The hash function used is boost::hash (the default hash is), and I have
noticed that changing the hash function (std::hash does not cause an
issue), or slightly tweaking the input data (such as removing the ":" in
the identifiers), will make a given test-case that normally overruns the
container size on a rehash to run normally.
Just for the full, public bug tracker, I am using the multi_index
characteristic of the container, the primary indexer is a hashed struct
using boost::hash_combine, which includes an atypical data structure (a
short, immutable, ordered set of pointers), and I have confirmed in all
working cases the hash function is unique (there is not a single
collision, and bucket loads are typically low).
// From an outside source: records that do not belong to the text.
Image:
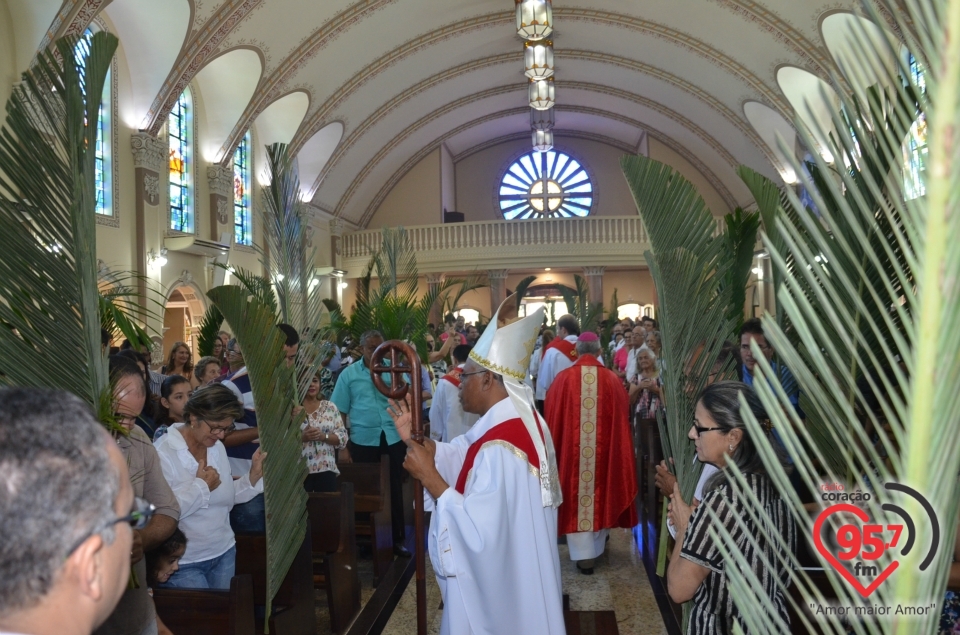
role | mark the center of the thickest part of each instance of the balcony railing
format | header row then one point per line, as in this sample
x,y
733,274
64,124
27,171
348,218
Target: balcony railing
x,y
593,241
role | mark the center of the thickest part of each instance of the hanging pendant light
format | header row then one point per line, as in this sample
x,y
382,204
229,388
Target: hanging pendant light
x,y
542,140
534,19
543,94
542,119
538,59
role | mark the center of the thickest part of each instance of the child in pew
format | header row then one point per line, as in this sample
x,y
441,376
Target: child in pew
x,y
162,563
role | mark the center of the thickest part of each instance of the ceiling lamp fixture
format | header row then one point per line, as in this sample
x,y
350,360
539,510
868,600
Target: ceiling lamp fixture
x,y
542,140
543,94
542,119
538,59
534,19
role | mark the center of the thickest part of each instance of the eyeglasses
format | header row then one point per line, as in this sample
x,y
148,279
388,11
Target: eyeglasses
x,y
701,430
220,429
137,519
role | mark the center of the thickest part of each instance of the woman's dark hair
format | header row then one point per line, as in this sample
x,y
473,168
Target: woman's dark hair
x,y
166,389
722,401
158,557
213,403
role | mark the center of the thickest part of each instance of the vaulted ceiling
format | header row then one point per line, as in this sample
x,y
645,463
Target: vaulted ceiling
x,y
365,89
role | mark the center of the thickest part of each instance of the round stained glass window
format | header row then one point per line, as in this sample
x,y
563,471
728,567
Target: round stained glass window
x,y
545,185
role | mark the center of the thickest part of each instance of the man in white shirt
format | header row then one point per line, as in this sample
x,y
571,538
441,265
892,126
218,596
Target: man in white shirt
x,y
447,418
66,528
560,354
494,493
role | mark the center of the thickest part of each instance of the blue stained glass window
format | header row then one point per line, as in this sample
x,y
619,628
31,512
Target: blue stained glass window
x,y
242,218
103,175
179,129
915,147
545,185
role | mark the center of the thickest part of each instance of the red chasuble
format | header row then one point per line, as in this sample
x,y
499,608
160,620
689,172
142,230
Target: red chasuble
x,y
587,411
567,349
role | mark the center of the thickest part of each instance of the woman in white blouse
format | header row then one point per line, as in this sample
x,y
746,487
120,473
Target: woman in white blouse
x,y
322,432
195,465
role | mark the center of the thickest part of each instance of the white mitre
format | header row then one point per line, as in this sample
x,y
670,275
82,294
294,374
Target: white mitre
x,y
506,350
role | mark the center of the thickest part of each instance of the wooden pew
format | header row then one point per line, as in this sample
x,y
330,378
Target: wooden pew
x,y
293,607
208,611
333,529
371,495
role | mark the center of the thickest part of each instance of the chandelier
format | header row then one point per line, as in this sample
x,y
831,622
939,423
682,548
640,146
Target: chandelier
x,y
534,19
542,140
538,59
542,93
542,119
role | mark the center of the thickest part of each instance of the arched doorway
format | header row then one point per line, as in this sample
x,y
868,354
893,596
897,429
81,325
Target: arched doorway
x,y
182,311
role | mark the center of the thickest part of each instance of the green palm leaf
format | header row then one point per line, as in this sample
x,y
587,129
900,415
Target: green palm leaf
x,y
275,393
870,291
48,275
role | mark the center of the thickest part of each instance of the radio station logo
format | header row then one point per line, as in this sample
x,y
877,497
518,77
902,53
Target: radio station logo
x,y
857,547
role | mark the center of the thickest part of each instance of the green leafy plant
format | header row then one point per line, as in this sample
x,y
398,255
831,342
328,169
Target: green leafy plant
x,y
51,308
869,290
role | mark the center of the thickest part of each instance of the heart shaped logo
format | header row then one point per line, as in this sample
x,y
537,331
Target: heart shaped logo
x,y
832,559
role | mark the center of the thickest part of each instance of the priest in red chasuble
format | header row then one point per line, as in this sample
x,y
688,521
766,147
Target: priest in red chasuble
x,y
587,410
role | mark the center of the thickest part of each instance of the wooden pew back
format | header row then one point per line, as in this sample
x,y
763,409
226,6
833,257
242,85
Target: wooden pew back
x,y
208,611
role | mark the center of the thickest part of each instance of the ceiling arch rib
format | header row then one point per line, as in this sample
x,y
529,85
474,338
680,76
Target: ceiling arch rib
x,y
845,34
226,84
371,164
202,45
773,129
520,113
279,122
314,155
151,40
814,102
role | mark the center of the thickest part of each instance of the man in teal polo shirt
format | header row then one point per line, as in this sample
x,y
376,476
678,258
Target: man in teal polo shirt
x,y
372,431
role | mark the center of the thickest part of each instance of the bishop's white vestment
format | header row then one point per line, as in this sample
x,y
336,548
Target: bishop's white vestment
x,y
493,544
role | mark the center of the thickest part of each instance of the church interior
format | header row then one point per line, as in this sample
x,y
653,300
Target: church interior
x,y
494,140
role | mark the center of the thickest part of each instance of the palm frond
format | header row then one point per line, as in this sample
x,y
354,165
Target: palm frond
x,y
209,331
48,273
870,290
275,393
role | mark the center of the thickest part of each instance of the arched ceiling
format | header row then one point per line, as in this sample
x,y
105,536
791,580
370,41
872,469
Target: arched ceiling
x,y
398,78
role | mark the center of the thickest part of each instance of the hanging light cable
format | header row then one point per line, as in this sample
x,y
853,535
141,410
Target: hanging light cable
x,y
534,19
538,59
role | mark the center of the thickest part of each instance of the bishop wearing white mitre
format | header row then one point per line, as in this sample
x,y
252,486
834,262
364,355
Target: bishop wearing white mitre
x,y
494,494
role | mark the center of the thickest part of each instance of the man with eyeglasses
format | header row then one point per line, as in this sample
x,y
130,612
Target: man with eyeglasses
x,y
65,515
135,614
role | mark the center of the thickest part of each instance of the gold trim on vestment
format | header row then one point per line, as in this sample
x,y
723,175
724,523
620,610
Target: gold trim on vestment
x,y
586,490
514,450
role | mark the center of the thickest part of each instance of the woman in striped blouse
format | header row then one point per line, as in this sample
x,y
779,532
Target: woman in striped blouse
x,y
697,567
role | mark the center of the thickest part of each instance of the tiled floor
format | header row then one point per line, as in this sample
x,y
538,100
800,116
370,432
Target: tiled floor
x,y
618,584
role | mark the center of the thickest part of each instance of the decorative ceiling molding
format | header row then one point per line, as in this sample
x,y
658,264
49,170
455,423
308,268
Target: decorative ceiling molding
x,y
387,148
427,149
202,46
756,13
273,83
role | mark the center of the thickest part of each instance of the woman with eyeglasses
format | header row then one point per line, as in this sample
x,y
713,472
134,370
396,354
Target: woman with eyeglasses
x,y
194,462
697,567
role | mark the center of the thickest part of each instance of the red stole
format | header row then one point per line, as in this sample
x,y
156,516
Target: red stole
x,y
567,349
454,376
512,433
587,411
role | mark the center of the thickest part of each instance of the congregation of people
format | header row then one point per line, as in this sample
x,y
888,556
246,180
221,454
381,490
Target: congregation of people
x,y
569,410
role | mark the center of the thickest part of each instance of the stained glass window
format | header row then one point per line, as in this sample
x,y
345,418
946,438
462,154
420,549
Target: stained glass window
x,y
242,218
179,129
915,147
103,176
545,185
One other thing is that my proposed patch also does not fix infinite
iteration when I was attempting to calculate the bucket size of the
hashed_non_unique index, so my patch seems to be woefully insufficient,
but I am unsure how to continue.
I can provide a working test case privately via email.
'''Rudimentary Code Snippet'''[[BR]]
Note: This snippet is missing includes, some template specializations, and
a few other things. It's meant as a general idea of the model, not as
working code.
{{{
#!div style="font-size: 80%"
Code highlighting:
{{{#!cpp
// this is identical to boost hash_combine_impl, just exported here
inline void hash_combine_impl(size_t& seed, size_t value)
{
seed ^= value + 0x9e3779b9 + (seed<<6) + (seed>>2);
}
// this uses the same magic numbers as Python's frozenset hash,
// for immutable set hashing
struct set_hash
{
template <typename T>
size_t operator(const T &t)
{
size_t h = 1927868237 * (t.size() + 1);
size_t i;
for (auto &v: t) {
i = std::hash<decltype(v)>()(v);
h ^= (i ^ (i << 16) ^ 89869747UL) * 3644798167UL;
}
h = h * 69069U + 907133923UL;
return h;
}
};
struct my_item
{
std::set<uintptr_t> pointers;
std::set<uint32_t> positions;
std::string value;
};
bool operator==(const my_item &lhs,
const my_item &rhs)
{
auto l = std::tie(lhs.pointers, lhs.positions, lhs.value);
auto r = std::tie(rhs.pointers, rhs.positions, rhs.value);
return l == r;
}
struct my_item_hash
{
size_t operator(const my_item &i)
{
size_t seed = 0;
hash_combine_impl(seed, set_hash()(i.pointers));
hash_combine_impl(seed, set_hash()(i.positions));
boost::hash_combine(seed, i.value);
return seed;
}
};
struct my_struct
{
std::set<my_item, my_item_hash> set;
std::string string;
uint32_t count;
};
bool operator==(const my_struct &lhs,
const my_struct &rhs)
{
auto l = std::tie(lhs.set, lhs.string, lhs.count);
auto r = std::tie(rhs.set, rhs.string, rhs.count);
return l == r;
}
struct my_struct_hash
{
size_t operator(const my_struct &s)
{
size_t seed = 0;
// these following lines are identical to boost::hash_combine_impl
hash_combine_impl(seed, set_hash()(s.set));
boost::hash_combine(seed, s.string);
boost::hash_combine(seed, s.count);
return seed;
}
};
typedef boost::multi_index_container<
my_struct,
boost::multi_index::indexed_by<
boost::multi_index::hashed_unique<
boost::multi_index::identity<my_struct>,
my_struct_hash
>,
boost::multi_index::hashed_non_unique<
boost::multi_index::tag<tags::my_tag>,
boost::multi_index::const_mem_fun<my_struct, std::string,
&my_struct::linkage>
>
>
> my_struct_memo;
}}}
}}}
Best,
Alex
-- Ticket URL: <https://svn.boost.org/trac/boost/ticket/12919#comment:2> Boost C++ Libraries <http://www.boost.org/> Boost provides free peer-reviewed portable C++ source libraries.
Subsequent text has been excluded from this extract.